Pipestance output directories can demonstrate very complicated structures, and
re-attaching the Cell Ranger ARC UI is the easiest
way to quickly navigate to a pipeline stage of interest and examine its metadata.
In the absence of being able to access the UI, the standard find
command can quickly return high-level information about a pipestance.
For example, to find the stages that resulted in the overall failure of a
pipestance whose output directory is sample345/
,
$ find sample345/ -name _errors sample345/SC_ATAC_GEX_COUNTER_CS/SC_ATAC_GEX_COUNTER/_ATAC_MATRIX_COMPUTER/_PEAK_CALLER/COUNT_CUT_SITES/fork0/chnk0-u308e57a713/_errors
This tells us that the failed stage was COUNT_CUT_SITES
.
It can be helpful to view all _errors
files' contents at once by piping
to xargs cat
:
$ find sample345/ -name _errors | xargs cat Traceback (most recent call last): File "/home/jdoe/cellranger-arc-1.0.0/external/martian/adapters/python/martian_shell.py", line 659, in _main stage.main() File "/home/jdoe/cellranger-arc-1.0.0/external/martian/adapters/python/martian_shell.py", line 618, in main self._run(lambda: self._module.main(args, outs)) File "/home/jdoe/cellranger-arc-1.0.0/external/martian/adapters/python/martian_shell.py", line 589, in _run cmd() File "/home/jdoe/cellranger-arc-1.0.0/external/martian/adapters/python/martian_shell.py", line 618, inself._run(lambda: self._module.main(args, outs)) File "/home/jdoe/cellranger-arc-1.0.0/mro/atac/stages/processing/count_cut_sites/__init__.py", line 119, in main contig=args.contig, filename=args.fragments, index=args.fragments_index File "/home/jdoe/cellranger-arc-1.0.0/lib/python/atac/tools/io.py", line 136, in parsed_fragments_from_contig fragments = pysam.TabixFile(filename, index=index) File "pysam/libctabix.pyx", line 351, in pysam.libctabix.TabixFile.__cinit__ File "pysam/libctabix.pyx", line 404, in pysam.libctabix.TabixFile._open File "pysam/libchtslib.pyx", line 516, in pysam.libchtslib.HTSFile.tell NotImplementedError: seek not implemented in files compressed by method 1
In the above case, the error is an unhandled exception that results in a stack trace and whose cause is not obvious; these sorts of failures should be reported to the 10x Genomics software support team for assistance with diagnosis. (Note: this failure was induced by truncating the fragments file while the pipestance was running.)

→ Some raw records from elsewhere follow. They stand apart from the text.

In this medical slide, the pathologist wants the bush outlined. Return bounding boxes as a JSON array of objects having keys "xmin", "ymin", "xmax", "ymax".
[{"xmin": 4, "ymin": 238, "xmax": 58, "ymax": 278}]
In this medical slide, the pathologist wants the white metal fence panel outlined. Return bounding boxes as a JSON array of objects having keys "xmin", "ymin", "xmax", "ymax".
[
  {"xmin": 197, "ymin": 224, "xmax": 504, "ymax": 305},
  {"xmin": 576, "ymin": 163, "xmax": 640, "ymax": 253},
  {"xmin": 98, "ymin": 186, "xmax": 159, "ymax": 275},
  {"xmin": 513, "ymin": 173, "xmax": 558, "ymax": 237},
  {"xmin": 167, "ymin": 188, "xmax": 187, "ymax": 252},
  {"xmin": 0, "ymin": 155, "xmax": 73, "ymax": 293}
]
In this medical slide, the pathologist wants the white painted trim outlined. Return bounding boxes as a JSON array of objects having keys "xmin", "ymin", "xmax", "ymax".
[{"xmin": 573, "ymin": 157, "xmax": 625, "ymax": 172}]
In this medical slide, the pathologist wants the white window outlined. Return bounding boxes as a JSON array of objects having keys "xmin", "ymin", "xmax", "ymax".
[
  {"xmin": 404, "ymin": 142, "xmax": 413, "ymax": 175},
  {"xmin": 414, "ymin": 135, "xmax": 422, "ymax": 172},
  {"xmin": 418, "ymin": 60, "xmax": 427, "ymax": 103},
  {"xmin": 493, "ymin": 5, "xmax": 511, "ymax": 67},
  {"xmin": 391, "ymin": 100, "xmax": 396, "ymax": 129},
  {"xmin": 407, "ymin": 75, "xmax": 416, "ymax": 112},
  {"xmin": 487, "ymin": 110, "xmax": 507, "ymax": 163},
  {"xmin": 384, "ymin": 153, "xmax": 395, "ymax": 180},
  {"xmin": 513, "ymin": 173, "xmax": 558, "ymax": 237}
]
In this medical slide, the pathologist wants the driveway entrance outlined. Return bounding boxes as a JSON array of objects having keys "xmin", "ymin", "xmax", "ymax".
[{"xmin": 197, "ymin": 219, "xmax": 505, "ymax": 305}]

Stages whose stage code run external binaries (for example, the ALIGN_AND_COUNT
stage which runs STAR) often generate output to their stdout and
stderr streams. These messages are captured in the _stdout
and _stderr
metadata files within the chunk output directories, and combining find
and xargs cat
to examine their contents can also assist with troubleshooting.